Faraday to Jacob Herbert   28 February 1851

Royal Institution | 28 Feb 1851

My dear Sir

In reply to your letter of yesterday1 containing the enquiry whether fresh water deposited in leaden cisterns is likely to obtain any quality rendering it prejudicial if used for culinary purposes or for drinking; I may state that there are cases where such injury has occurred & may occur. The liability is proportionate to the purity of the water in respects of Saline matter. Thus pure distilled water will act freely on lead - pure rain water will act sometimes - some spring waters are so pure that they act on the lead of pipes & cisterns. In thus acting they tend to coat the lead with an insoluble compound that serves more or less as a protection, and the protection is more perfect as the water is less pure in salts; especially of a certain kind. The consequence is that new lead cisterns & pipes injure such waters as act upon them more at first than afterwards - and again that a water which being not quite pure can be injured by a new cistern or pipe, ceases to be injured after some time[.]

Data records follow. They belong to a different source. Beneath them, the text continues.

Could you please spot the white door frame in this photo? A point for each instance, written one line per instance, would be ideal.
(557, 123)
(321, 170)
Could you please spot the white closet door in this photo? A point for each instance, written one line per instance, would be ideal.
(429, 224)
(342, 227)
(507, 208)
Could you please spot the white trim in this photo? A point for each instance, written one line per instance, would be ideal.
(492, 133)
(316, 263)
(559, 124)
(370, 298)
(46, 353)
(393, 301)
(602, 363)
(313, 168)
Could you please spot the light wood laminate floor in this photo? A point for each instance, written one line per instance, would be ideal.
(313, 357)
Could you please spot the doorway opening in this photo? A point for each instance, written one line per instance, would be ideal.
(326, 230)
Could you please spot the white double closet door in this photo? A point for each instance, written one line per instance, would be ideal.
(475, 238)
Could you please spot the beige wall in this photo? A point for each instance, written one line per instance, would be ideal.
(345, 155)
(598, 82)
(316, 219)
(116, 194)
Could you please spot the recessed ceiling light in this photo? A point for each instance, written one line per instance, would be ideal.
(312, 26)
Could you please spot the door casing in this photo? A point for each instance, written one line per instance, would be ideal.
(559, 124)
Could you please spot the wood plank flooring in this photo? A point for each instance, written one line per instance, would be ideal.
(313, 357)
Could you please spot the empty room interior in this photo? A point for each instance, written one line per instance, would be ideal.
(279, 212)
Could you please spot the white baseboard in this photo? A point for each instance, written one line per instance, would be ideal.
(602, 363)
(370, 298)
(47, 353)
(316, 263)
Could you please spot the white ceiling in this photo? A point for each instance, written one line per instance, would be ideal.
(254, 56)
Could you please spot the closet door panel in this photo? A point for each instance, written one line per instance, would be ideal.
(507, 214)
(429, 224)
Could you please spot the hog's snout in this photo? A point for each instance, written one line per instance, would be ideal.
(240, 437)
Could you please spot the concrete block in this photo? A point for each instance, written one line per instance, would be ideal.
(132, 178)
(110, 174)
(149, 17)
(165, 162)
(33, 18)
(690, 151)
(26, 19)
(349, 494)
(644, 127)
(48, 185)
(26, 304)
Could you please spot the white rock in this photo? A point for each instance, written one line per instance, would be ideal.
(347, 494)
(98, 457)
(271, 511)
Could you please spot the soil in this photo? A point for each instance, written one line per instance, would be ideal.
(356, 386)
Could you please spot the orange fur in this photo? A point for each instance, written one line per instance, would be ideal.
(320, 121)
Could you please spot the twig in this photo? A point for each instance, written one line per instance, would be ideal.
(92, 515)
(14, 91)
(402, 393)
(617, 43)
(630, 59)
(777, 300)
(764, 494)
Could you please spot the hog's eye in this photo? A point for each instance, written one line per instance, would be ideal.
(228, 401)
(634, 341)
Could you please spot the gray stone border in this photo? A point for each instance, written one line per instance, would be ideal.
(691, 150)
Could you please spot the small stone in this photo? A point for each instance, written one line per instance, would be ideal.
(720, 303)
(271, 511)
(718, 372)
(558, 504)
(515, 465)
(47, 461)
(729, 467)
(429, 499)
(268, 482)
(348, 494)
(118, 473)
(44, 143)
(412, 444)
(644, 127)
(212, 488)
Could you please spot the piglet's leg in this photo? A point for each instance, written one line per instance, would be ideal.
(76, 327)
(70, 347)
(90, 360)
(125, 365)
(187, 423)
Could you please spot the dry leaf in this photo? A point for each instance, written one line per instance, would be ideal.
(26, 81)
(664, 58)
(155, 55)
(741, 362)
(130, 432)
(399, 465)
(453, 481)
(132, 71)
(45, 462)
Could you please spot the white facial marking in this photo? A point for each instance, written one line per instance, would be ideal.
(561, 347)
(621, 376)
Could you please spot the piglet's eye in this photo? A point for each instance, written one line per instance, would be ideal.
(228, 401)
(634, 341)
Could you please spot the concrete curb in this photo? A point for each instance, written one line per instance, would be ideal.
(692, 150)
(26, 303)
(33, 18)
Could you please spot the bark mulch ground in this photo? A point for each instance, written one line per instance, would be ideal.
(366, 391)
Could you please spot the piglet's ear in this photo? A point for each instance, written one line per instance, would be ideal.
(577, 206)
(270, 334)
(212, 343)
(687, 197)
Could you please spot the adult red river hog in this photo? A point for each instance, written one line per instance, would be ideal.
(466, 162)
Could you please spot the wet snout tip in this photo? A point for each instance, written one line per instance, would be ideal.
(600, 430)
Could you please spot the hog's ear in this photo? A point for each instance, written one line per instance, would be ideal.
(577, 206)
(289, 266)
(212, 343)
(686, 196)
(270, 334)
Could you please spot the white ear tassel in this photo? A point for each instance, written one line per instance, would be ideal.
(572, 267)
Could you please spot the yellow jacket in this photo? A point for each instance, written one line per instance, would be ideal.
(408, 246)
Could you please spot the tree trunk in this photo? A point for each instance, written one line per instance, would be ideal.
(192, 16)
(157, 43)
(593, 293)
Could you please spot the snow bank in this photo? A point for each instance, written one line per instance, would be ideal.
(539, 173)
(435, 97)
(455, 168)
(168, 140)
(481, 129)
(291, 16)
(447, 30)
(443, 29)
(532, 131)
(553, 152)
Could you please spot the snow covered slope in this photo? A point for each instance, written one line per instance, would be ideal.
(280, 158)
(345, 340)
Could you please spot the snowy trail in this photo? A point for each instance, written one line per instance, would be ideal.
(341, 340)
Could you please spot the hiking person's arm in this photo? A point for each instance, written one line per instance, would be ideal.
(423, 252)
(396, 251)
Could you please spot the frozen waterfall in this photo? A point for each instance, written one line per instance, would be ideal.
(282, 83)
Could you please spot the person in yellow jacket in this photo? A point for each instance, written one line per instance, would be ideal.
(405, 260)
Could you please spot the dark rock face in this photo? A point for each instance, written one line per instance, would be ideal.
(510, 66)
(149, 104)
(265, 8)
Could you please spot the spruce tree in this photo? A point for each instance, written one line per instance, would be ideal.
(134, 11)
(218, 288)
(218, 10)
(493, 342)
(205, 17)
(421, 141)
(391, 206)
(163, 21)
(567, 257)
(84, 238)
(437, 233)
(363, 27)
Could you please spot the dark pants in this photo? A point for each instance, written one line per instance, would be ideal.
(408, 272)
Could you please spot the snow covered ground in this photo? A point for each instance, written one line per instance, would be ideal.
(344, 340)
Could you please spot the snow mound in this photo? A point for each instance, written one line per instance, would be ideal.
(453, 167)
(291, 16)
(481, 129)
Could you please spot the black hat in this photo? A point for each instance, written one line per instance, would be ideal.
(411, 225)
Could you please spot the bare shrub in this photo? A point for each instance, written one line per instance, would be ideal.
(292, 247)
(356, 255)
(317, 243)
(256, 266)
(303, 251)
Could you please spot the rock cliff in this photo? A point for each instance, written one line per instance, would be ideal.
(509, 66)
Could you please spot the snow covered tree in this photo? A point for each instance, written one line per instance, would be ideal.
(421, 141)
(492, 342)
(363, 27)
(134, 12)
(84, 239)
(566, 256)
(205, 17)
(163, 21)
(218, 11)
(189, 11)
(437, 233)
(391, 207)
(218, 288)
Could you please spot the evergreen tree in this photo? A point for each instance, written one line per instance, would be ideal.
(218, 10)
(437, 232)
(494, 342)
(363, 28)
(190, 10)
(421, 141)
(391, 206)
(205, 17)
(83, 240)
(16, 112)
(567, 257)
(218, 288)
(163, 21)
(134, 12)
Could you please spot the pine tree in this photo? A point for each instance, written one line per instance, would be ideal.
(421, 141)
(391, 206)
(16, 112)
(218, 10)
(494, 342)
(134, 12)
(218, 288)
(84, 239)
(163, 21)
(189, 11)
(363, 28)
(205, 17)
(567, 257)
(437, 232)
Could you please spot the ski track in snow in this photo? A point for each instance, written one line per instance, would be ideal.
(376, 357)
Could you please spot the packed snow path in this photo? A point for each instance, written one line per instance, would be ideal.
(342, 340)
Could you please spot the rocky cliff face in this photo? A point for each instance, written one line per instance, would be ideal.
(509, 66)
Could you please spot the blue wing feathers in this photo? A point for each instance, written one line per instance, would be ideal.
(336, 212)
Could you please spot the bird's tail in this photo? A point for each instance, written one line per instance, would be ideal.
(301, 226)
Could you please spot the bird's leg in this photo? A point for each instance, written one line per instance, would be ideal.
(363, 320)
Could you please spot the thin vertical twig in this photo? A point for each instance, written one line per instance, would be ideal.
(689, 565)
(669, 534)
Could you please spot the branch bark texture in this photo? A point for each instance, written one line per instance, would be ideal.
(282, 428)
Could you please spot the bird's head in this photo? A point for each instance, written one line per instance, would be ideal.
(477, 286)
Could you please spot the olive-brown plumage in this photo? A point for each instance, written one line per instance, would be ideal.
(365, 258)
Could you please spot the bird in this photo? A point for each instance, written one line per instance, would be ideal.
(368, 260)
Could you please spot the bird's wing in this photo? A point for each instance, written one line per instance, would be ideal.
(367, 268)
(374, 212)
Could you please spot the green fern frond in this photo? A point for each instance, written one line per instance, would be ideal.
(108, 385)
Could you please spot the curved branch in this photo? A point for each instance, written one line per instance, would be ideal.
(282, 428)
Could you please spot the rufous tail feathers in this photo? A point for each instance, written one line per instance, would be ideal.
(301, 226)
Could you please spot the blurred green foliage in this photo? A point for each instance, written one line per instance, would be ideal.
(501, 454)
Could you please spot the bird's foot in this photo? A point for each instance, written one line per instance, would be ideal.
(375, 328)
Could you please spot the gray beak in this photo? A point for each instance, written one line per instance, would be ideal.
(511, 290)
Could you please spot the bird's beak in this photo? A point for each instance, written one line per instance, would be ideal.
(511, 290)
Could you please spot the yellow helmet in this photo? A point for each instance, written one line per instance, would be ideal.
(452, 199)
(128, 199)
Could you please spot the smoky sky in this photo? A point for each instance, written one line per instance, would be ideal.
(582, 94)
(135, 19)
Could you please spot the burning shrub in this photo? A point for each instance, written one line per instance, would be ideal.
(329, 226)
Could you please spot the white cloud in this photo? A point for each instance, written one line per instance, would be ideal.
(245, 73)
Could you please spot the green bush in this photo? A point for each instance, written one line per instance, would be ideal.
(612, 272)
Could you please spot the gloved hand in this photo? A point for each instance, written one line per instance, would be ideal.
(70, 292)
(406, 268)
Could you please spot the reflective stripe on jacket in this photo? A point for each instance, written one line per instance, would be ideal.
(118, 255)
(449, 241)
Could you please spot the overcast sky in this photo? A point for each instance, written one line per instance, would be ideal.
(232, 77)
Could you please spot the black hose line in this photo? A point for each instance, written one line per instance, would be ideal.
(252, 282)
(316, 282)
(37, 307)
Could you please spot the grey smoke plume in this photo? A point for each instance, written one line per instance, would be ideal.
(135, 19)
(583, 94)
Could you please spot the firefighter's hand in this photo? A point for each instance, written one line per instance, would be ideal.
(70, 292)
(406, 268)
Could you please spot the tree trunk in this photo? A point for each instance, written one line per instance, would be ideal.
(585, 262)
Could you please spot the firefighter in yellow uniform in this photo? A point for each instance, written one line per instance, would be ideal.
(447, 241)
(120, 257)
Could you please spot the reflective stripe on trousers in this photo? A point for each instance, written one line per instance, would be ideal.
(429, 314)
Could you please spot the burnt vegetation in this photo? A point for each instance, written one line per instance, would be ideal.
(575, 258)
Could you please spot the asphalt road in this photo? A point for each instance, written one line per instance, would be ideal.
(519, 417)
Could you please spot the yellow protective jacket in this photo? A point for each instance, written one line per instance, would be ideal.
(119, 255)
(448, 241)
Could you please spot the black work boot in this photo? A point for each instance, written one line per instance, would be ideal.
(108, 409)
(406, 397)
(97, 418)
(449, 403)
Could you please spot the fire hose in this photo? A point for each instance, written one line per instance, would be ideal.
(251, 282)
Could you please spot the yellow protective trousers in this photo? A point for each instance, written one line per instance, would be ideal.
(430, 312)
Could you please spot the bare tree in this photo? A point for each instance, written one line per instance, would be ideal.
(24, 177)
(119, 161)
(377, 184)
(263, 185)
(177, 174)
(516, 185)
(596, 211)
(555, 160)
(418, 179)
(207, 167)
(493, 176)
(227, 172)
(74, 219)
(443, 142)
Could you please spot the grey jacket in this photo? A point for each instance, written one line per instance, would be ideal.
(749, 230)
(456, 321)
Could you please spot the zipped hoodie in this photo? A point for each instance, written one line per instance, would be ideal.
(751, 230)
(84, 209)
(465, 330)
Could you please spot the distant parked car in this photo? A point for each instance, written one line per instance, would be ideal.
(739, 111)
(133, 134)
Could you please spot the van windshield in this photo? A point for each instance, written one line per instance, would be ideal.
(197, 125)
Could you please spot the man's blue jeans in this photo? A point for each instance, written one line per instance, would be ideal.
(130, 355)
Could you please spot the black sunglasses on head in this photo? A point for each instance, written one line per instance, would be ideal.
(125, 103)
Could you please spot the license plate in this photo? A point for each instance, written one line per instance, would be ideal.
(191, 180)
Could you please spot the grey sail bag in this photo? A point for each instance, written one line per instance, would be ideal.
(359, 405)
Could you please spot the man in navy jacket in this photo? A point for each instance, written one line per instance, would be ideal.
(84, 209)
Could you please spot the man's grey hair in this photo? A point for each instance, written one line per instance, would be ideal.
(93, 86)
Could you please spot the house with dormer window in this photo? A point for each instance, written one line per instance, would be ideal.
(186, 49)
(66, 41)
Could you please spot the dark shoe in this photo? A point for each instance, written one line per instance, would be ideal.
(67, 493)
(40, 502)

The cases of injury in practice are not numerous, though they occur. The multitude of instances in which the water is not injured is manifest in London where leaden pipes & cisterns innumerable are properly & safely employed for the conveyance and retention of fresh water. Doubtful cases have to be examined each by itself2[.]

I am My dear Sir | Your faithful Servant | M. Faraday

This letter was read to Trinity House Court, 4 March 1851, GL MS 30004/24, pp.331-2.